Performance improvements, new layers, ship models to other frameworks (via ONNX), CUDA9, CuDNNv7, lots of bug fixes

Breaking changes: removed reinforce()
New features
- Unreduced losses
- A profiler for the autograd engine
- More functions support Higher order gradients
- New features in Optimizers
- New layers and nn functionality
- New Tensor functions and Features
- Other additions
API changes
Performance improvements
- Big reduction in framework overhead (helps small models)
- 4x to 256x faster Softmax/LogSoftmax
- More...
Framework Interoperability
- DLPack Interoperability
- Model Exporter to ONNX (ship PyTorch to Caffe2, CoreML, CNTK, MXNet, Tensorflow)
Bug Fixes (a lot of them)

Breaking changes

Stochastic functions, i.e. Variable.reinforce() were removed because of their limited functionality and broad performance implications. The motivation for stochastic functions was to avoid book-keeping of sampled values. In practice, users were still book-keeping in their code for various reasons. We constructed an alternative, equally effective API, but did not have a reasonable deprecation path to the new API. Hence this removal is a breaking change.

We introduce the torch.distributions package to replace Stochastic functions.

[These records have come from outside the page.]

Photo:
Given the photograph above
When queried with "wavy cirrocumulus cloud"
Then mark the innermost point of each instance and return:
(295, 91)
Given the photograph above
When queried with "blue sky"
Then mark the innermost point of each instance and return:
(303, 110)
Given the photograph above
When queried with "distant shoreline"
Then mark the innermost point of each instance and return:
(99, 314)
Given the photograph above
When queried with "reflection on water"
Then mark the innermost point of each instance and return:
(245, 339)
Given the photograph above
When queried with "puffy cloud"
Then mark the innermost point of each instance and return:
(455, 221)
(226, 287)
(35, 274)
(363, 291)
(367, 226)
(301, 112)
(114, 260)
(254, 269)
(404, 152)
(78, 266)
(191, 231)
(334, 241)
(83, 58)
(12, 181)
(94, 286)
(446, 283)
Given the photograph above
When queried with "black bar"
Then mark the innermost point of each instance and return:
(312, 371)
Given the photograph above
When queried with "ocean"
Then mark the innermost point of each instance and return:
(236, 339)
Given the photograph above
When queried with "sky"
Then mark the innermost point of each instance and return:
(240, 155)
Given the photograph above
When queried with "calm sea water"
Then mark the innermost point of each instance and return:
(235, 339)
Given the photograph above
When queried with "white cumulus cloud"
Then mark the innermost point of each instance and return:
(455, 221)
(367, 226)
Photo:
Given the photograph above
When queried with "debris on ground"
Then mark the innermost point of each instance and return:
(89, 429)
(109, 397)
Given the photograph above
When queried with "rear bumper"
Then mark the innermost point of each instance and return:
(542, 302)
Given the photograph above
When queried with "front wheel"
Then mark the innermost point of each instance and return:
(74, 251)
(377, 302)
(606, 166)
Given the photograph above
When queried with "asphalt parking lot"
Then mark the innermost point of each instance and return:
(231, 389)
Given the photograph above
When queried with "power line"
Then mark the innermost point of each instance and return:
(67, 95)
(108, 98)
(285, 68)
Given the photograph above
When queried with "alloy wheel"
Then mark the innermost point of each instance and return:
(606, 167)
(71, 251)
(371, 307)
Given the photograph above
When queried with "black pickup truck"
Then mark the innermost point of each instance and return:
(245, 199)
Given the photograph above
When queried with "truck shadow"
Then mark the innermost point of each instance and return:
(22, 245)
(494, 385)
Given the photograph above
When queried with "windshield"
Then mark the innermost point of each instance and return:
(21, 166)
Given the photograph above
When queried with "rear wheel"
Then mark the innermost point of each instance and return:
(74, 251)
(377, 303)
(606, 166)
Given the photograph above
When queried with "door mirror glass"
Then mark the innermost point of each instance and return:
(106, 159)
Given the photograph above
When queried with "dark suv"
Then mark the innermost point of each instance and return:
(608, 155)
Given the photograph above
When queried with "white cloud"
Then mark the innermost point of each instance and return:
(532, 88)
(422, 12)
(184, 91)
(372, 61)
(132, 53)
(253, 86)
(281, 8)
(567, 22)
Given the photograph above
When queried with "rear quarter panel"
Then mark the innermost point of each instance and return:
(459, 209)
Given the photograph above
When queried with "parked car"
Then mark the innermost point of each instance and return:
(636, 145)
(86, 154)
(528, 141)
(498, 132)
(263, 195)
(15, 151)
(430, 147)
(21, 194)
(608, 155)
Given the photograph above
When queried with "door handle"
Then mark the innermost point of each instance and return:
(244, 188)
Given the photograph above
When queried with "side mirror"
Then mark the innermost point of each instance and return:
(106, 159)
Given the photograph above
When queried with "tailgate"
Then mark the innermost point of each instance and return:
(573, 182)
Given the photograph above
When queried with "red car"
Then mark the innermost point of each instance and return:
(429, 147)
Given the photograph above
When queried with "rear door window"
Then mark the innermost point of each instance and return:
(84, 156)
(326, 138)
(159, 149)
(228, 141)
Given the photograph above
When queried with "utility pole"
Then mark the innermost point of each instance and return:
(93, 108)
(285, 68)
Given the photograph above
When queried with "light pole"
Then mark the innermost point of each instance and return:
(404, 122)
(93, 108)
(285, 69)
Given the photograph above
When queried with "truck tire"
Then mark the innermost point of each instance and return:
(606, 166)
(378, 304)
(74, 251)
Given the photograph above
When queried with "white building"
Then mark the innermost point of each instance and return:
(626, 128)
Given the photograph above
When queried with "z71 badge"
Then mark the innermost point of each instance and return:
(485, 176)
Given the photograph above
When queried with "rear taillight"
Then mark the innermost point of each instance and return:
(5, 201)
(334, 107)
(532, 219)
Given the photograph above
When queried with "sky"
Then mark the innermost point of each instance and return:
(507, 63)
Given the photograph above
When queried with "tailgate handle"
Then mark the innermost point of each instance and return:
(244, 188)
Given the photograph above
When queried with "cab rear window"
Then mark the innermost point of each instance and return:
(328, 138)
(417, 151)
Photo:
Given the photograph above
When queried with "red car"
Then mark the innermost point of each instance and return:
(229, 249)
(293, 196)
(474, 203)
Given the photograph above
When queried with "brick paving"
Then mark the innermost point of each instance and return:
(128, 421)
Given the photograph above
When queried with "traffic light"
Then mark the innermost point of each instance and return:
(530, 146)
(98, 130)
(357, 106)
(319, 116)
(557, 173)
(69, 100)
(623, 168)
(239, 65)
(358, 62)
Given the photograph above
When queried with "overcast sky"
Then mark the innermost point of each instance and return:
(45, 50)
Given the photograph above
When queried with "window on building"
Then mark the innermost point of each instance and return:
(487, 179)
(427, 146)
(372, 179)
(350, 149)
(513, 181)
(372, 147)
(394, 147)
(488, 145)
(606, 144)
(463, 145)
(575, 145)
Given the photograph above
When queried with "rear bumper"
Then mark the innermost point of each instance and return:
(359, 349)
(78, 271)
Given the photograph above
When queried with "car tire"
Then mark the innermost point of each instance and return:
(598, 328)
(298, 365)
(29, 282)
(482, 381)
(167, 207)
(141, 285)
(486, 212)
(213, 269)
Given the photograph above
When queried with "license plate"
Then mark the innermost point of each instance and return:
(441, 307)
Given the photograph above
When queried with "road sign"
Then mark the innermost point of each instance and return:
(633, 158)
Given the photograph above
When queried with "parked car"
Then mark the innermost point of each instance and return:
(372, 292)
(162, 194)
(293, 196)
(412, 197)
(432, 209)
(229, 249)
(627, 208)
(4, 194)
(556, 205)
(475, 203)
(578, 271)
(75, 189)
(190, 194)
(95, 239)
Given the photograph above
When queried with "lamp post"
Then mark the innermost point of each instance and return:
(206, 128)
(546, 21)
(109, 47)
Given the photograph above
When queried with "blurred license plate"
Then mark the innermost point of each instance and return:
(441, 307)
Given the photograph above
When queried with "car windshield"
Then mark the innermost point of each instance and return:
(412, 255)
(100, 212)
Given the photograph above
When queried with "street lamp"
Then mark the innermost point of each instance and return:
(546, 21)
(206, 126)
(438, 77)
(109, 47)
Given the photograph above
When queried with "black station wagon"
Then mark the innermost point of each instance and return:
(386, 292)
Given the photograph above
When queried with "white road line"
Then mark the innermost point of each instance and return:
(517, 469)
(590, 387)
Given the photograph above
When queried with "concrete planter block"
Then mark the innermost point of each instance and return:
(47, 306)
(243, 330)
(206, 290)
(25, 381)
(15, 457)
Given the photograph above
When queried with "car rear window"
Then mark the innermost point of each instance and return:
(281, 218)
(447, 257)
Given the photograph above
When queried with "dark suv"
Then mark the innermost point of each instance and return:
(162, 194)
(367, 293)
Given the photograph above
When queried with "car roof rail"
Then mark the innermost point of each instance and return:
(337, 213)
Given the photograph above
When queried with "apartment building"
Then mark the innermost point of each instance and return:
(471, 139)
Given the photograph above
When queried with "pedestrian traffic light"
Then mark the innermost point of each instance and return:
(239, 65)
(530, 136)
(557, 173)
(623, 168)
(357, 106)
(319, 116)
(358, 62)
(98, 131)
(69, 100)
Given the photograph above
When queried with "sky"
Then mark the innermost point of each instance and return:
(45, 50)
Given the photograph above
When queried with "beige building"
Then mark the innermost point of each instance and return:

Your previous code typically looked like this:

probs = policy_network(state)
action = probs.multinomial()
next_state, reward = env.step(action)
action.reinforce(reward)
action.backward()

This is the new equivalent code:

probs = policy_network(state)
# NOTE: categorical is equivalent to what used to be called multinomial
m = torch.distributions.Categorical(probs)
action = m.sample()
next_state, reward = env.step(action)
loss = -m.log_prob(action) * reward
loss.backward()

New features

Unreduced losses

Now, Some loss functions can compute per-sample losses in a mini-batch

By default PyTorch sums losses over the mini-batch and returns a single scalar loss. This was limiting to users.
Now, a subset of loss functions allow specifying reduce=False to return individual losses for each sample in the mini-batch
Example: loss = nn.CrossEntropyLoss(..., reduce=False)
Currently supported losses: MSELoss, NLLLoss, NLLLoss2d, KLDivLoss, CrossEntropyLoss, SmoothL1Loss, L1Loss
More loss functions will be covered in the next release

An in-built Profiler in the autograd engine

We built a low-level profiler to help you identify bottlenecks in your models

Let us start with an example:

>>> x = Variable(torch.randn(1, 1), requires_grad=True)
>>> with torch.autograd.profiler.profile() as prof:
...     y = x ** 2
...     y.backward()
>>> # NOTE: some columns were removed for brevity
... print(prof)
--------------------------------  ----------  ---------
Name                               CPU time   CUDA time
-------------------------------   ----------  ---------
PowConstant                        142.036us    0.000us
N5torch8autograd9GraphRootE         63.524us    0.000us
PowConstantBackward                184.228us    0.000us
MulConstant                         50.288us    0.000us
PowConstant                         28.439us    0.000us
Mul                                 20.154us    0.000us
N5torch8autograd14AccumulateGradE   13.790us    0.000us
N5torch8autograd5CloneE              4.088us    0.000us

The profiler works for both CPU and CUDA models.
For CUDA models, you have to run your python program with a special nvprof prefix. For example:

nvprof --profile-from-start off -o trace_name.prof -- python <your arguments>

# in python
>>> with torch.cuda.profiler.profile():
...     model(x) # Warmup CUDA memory allocator and profiler
...     with torch.autograd.profiler.emit_nvtx():
...         model(x)

Then, you can load trace_name.prof in PyTorch and print a summary profile report.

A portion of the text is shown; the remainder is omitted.